I can’t think of a specific challenge I had to overcome, though I did have concerns prior to the trek that I might not be able to sleep well at night in a tent in such conditions, which would result in me not having enough energy for the following days. But this wasn’t the case as I previously mentioned, as due to the long demanding days I actually slept better than I do normally at home.
Could you give us some insight into the performance of the Abisko 75 pack during Polar?
The Abisko 75 is an excellent rucksack and was more than enough in size to carry all of our personal equipment required for Polar. I was particularly impressed with how much the lid on the top of the rucksack extended to give extra space. We didn’t have to carry it so much during Polar as it was in our sleds most of the time. The only time we carried it like a rucksack was from the short distance between our sleds to our tents and when travelling through airports during the journey to and from Stockholm.
You also used the Abisko 75 pack to do a Hadrian’s Wall walk in preparation for Fjällräven Classic. How did the pack perform in this very different environment?
Yes I recently tried the Abisko 75 on a local hike loaded with 16kg of weight in preparation for my forthcoming 110km Fjällräven Classic trek in August with six of my fellow Polar participants. Again the rucksack performed very well, so much so that I have now sold my two other Berghaus rucksacks as I much prefer the comfort of the Abisko 75. I plan on doing further practice hikes with this rucksack as a build-up to the Classic and will write a review on my blog site in due course. [Editor’s note: Phil’s review is available here.]

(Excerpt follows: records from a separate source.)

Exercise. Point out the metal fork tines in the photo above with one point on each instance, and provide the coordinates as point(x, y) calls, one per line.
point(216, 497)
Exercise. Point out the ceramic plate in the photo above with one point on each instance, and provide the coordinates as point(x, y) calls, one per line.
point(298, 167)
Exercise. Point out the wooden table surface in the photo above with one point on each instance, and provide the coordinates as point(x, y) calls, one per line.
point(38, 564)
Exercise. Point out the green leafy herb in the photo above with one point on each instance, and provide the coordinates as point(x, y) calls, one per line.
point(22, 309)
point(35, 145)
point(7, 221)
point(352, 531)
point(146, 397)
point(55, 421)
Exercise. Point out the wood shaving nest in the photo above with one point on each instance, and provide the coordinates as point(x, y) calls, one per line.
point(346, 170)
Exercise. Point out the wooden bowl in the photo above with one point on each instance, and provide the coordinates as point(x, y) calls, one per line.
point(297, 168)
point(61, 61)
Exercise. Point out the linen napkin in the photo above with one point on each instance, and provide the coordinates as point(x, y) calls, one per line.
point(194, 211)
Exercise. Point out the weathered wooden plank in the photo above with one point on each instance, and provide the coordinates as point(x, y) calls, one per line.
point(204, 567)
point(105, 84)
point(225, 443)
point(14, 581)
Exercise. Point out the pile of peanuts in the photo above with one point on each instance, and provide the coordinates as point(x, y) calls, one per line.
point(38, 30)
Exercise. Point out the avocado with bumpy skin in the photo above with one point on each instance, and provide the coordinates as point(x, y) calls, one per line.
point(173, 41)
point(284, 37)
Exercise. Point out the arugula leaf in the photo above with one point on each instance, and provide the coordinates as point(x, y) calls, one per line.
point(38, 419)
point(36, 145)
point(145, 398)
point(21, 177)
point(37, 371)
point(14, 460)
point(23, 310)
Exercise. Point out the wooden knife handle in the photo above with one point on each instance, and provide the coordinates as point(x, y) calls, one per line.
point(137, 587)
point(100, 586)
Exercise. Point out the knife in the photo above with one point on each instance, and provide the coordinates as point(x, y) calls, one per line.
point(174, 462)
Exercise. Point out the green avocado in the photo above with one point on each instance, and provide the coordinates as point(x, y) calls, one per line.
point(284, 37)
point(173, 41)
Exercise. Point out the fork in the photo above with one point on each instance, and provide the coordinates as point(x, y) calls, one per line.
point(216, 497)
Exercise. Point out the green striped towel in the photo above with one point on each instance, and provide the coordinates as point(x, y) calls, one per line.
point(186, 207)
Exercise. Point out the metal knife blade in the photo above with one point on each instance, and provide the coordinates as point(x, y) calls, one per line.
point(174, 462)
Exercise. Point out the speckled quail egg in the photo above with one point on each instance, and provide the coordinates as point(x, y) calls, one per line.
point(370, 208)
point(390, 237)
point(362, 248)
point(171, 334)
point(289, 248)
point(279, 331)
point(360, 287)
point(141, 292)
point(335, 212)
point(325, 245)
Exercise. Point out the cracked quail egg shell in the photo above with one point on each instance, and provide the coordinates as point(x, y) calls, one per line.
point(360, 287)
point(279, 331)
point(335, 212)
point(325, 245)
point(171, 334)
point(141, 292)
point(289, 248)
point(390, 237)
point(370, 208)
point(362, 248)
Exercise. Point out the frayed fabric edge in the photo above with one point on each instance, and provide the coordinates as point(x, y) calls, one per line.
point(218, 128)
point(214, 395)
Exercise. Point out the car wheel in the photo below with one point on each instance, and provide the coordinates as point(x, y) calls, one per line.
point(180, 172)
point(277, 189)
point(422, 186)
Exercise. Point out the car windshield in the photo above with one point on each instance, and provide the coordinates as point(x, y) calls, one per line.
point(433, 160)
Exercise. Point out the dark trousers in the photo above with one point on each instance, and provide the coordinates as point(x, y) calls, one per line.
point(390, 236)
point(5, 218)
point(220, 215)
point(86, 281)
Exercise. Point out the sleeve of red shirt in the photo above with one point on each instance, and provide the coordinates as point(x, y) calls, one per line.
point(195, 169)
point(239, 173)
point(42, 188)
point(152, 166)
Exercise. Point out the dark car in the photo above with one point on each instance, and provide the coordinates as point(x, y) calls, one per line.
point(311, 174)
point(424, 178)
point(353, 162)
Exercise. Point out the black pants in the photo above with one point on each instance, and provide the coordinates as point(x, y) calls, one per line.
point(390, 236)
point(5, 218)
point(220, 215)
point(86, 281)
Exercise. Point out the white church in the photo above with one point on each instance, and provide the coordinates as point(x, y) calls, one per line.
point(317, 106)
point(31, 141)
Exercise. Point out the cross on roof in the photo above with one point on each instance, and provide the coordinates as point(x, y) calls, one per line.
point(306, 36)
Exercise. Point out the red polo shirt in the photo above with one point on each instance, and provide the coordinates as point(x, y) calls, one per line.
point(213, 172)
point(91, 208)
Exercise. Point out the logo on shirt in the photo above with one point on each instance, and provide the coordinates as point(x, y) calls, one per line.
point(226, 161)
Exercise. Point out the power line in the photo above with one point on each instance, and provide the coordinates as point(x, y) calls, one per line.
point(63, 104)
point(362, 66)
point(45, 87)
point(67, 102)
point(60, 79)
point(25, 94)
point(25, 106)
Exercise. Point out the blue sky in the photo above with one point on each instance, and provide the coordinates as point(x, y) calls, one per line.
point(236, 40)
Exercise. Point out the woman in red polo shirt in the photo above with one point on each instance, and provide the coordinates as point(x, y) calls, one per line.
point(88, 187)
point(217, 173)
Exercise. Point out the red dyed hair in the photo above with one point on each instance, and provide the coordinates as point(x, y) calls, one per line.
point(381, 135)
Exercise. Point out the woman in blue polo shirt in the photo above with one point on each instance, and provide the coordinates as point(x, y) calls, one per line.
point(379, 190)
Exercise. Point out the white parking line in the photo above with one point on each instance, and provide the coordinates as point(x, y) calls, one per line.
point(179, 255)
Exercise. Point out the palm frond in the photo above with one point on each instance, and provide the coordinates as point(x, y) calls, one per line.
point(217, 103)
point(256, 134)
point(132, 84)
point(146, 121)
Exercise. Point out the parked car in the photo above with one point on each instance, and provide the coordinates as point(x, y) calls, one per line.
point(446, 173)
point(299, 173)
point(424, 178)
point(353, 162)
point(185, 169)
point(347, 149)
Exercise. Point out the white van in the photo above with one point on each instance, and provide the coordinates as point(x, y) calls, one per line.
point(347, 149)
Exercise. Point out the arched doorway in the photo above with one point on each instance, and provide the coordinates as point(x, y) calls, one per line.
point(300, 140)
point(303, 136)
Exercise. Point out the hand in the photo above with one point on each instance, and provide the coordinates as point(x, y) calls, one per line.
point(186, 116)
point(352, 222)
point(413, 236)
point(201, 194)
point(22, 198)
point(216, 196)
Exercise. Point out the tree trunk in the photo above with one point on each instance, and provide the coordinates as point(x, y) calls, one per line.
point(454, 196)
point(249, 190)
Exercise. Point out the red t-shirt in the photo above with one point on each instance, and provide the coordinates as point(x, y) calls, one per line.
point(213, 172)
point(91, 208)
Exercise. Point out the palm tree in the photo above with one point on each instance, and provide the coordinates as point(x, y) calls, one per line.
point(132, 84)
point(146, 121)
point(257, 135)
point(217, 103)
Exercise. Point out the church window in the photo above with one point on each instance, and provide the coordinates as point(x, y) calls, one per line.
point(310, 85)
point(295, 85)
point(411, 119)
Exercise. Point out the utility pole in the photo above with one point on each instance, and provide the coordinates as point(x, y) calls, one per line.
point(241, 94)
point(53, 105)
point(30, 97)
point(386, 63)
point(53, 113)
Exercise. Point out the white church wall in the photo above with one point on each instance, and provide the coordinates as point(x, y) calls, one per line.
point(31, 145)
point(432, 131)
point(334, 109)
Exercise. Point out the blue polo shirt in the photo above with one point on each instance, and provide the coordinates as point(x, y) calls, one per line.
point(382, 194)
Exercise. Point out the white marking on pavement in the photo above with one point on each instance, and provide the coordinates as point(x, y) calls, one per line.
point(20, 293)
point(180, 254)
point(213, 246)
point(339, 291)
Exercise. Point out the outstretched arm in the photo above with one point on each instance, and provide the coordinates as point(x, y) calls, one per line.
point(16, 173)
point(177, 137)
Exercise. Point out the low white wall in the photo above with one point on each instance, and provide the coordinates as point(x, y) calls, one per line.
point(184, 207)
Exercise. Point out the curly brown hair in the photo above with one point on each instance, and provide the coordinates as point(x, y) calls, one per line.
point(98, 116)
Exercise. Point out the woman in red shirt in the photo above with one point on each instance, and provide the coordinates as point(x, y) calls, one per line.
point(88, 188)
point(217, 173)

Was there a weight restriction for what could be carried on the sled/pulled by the dogs?
There wasn’t a weight restriction on what could be carried on the sled, though we did distribute the weight as evenly as we could between the sleds amongst our own teams. We carried our own rucksacks, but distributed the equipment we shared between the team, like the dogs’ cooking equipment and food.
Did you overcome any fears during your journey and/or feel you’ve changed in any way from the person you were before the trip?
I did overcome the fear I had of not being able to sleep during the trek. Whether this was due to the long challenging days or being shut off from the outside world and daily stresses, I’m not sure. Maybe it was a combination of both.
I don’t feel I have changed a great deal as a person since the trip, though it has made me even more determined to want to experience similar challenging adventures in the future. I do feel it has made me more confident in being able to push myself more in my future outdoor adventures, which I hope to do.
I also feel I learned things from some of my fellow participants and their outlook on life, which I would like to bring to my own life in the future.
Would you do Fjällräven Polar again and/or recommend it to others? If so, why?
As much as I would love to do the Fjällräven Polar again and although a few of us have discussed doing something similar ourselves in the future, I really do think it should stay as a “once in a lifetime” experience. Doing it again would never feel the same as it did the first time. Part of the excitement of the Fjällräven Polar is experiencing all these new things for the very first time and being challenged in ways you never thought you would be. I will certainly be experiencing similar conditions and adventures in the future, but I will leave the Fjällräven Polar for new people to experience and would thoroughly recommend it to everyone.
Anything else you’d like to add?
I’m so grateful to Fjällräven for giving people like myself and fellow participants the opportunity to experience such an adventure. All the people at Fjällräven, Johan Skullman, fellow participants, mushers, cameramen, photographers and all the other behind-the-scenes people helped make it the best experience of my life which I will never ever forget.